Обоснуй? - Напоить!

Азз Кэнди
У них был договор - никаких поцелуев. Вы что, какие поцелуи, к чертям всю эту нежность. Целоваться - значит любить. Какое любить, к чертям всю эту любовь. У них было много всяких "договоров", помимо не целоваться. Например, Cаша никогда не шутил над ростом Московского, а тот в ответ НИ-ЧЕ-ГО не говорил, про то, что Заветный стонет абсолютно женским голосом. Для Заветного была ещё одна запретная тема - Московский любил есть бананы. После секса. Каждый раз после, Московский нёсся на кухню и жрал бананы. Это он так курить бросал...
Заветный, естественно, не мог резко вскочить и побежать за другом. Он просто валялся, глядя в потолок, и размышлял о смысле жизни. Потом(если его до этого не связывали) вставал, и, медленно и аккуратно шёл собирать свои вещи, которые с него слетали чуть ли не на лампу(а сам Московский, сука, почти никогда до конца не раздевался).
И потом уже, одевшись, составлял компанию этому идиоту. Почему-то, Саша не мог заставить себя нормально относиться к человеку, которого можно, в конце-концов считать своим партнером, если учесть, что вся эта хрень длится уже полгода.
У них был договор... Но в один прекрасный день, точнее, вечер, напившись до такого состояния, что на ногах он стоять уже не мог, Даня признался ему в любви. Не сразу, конечно.
Пока Саша тащил его по улице, Даня рассуждал о смысле жизни и о чикулечках с большими сиськами. Пока Саша затаскивал того в квартиру, прислонял к стенке, раздевал, снимал ему обувь, Московский говорил, что геев надо расстрелять, всех расстрелять, нахуй расстрелять. Когда Саша свалил его на свою кровать(благо родители уехали), Московский тупо молчал.

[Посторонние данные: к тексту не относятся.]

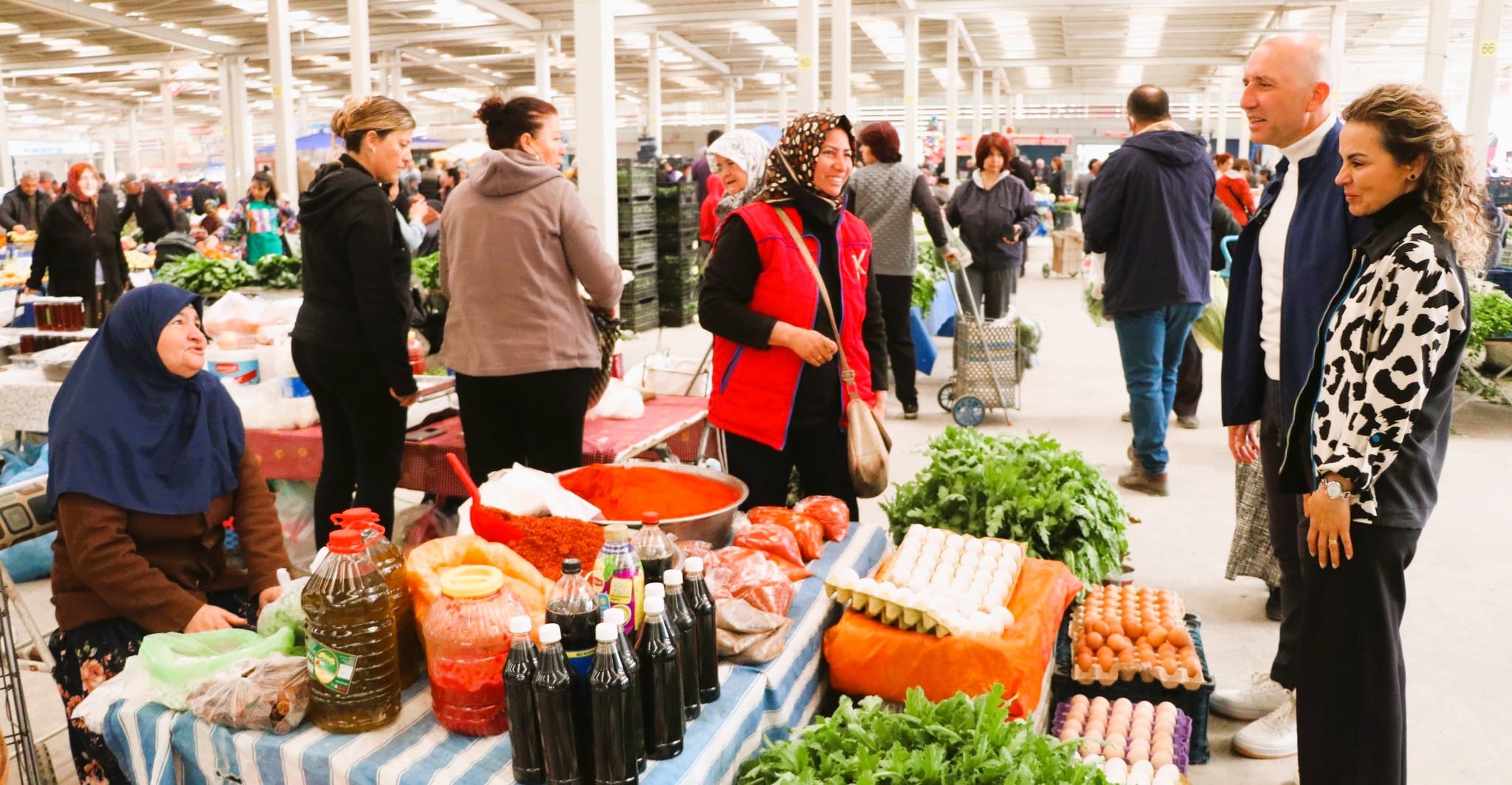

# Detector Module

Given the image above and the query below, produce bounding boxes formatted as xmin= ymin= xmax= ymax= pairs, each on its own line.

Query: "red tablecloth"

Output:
xmin=247 ymin=395 xmax=709 ymax=496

Когда Московский потянул Заветного на кровать, подмял его под себя и надел ему ошейник, спизженный у Тихоновой, Саша обкладывал его трёхэтажным матом, время от времени прерываясь на поцелуи-укусы, но не сопротивлялся.
То, что его целуют, до него дошло не сразу.

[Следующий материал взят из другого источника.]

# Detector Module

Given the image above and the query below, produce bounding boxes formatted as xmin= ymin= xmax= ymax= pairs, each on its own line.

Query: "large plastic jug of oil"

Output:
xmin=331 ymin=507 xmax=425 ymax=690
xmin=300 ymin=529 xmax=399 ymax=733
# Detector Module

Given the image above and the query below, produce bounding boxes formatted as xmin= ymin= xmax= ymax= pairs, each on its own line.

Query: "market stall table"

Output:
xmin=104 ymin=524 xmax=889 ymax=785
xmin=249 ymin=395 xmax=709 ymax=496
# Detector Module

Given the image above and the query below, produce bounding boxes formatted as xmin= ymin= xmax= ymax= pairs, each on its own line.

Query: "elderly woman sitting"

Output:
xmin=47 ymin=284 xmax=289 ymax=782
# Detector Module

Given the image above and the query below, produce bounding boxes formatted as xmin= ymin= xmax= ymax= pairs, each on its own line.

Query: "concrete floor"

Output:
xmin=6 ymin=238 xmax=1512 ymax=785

То, что ему не связали руки(Даня ненавидел, когда Заветный вцеплялся ему в волосы), тоже оказалось сюрпризом. И не менее удивительным было то, что Московский вначале сам кое-как, негнущимися пальцами стащил с себя одежду, а потом уже начал раздевать Сашу.

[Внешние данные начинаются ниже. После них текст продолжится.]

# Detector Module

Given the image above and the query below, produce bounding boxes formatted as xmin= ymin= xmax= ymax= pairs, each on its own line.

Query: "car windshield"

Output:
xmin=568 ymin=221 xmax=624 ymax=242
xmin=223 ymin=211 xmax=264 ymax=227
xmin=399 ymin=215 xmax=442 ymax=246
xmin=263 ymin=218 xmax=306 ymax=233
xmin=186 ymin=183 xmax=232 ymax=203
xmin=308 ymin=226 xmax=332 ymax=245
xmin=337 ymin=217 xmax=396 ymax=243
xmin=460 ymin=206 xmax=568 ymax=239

А то, что действительно шокировало брюнета - Даня не перевернул его лицо вниз, вдавливая в кровать, а закинул его ноги себе на плечи и начал медленно двигаться. А не сразу грубо втрахивать Сашу в поверхность. Блондин целовал его, одной рукой придерживая левую ногу, а второй обнимая Сашу за шею, и плавно толкался в тело лежащего под ним друга. А потом - в первый раз за хрен знает сколько времени - помог Саше кончить.
А сам, в пиковый момент, отпустил ногу Заветного и потянул его за ошейник на себя, чуть ли не душа, заставляя выгибаться под немыслимым углом, прижимаясь губами к его шее.
Потом, уже расслабившись, немного отстранился и... Нежно прихватив губами искусанные губы Саши, прошептал: "Я тебя люблю". И опять поцеловал в конец озадаченного брюнета... Обнял его и заснул.
На следующее утро Саша проснулся один. Потянулся, удивился тому, что задница почти не болит и пошёл на кухню. Даня сидел и пил чай... Саша молча подошёл к кухонному столу, и стал наливать чай. И вдруг сзади к нему прижались и развернули на себя. Саша испуганно посмотрел в глаза Дане, ожидая слов про то, что ничего не было и лучше не будет. А его поцеловали, притягивая к себе, и Даня прошептал: "Ну братишь, я ведь не шутил".
И почему-то Саше стало легче дышать.